The Salt Institute says new research from The Food Standards Agency in Scotland suggests this logic is seriously flawed. The research shows salt consumption in Scotland remains virtually unchanged despite reductions of 50 percent or more in some products. This suggests the body has an "innate sodium appetite."


In the United States and in other countries, food manufacturers are under governmental pressure to greatly reduce the amount of salt in processed foods. The assumption has been that if manufacturers put less sodium in food, people will eat less sodium.

The Salt Institute says new research from The Food Standards Agency in Scotland suggests this logic is seriously flawed.

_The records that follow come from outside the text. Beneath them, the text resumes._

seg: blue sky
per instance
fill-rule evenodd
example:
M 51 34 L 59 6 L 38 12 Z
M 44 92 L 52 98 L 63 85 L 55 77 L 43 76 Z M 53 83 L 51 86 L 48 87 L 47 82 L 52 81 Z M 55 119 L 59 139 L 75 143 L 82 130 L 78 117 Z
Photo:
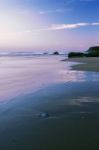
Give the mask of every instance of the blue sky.
M 0 50 L 99 45 L 99 0 L 0 0 Z

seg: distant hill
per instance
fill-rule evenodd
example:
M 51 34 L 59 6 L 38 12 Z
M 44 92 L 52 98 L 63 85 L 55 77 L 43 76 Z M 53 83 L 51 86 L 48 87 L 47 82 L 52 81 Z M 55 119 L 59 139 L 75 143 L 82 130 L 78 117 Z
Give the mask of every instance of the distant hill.
M 99 53 L 99 46 L 90 47 L 87 53 Z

The research shows salt consumption in Scotland remains virtually unchanged since 2006, despite the food industry’s significant cutbacks of salt, which include reductions of 50 percent and more in some products.

“Time and more research may clarify exactly what has been going on in Scotland,” said Morton Satin, Vice President of Science and Research at the Salt Institute. “However, at this time it is quite safe to say that salt reduction efforts have been a public health failure.”

“The data indicates,” continued Satin, “that despite one of the most aggressive and acrimonious campaigns on the part of the Food Standards Agency to coerce the food industry to reduce salt in their product formulations, residents of Scotland have not dropped their consumption of salt in any way.”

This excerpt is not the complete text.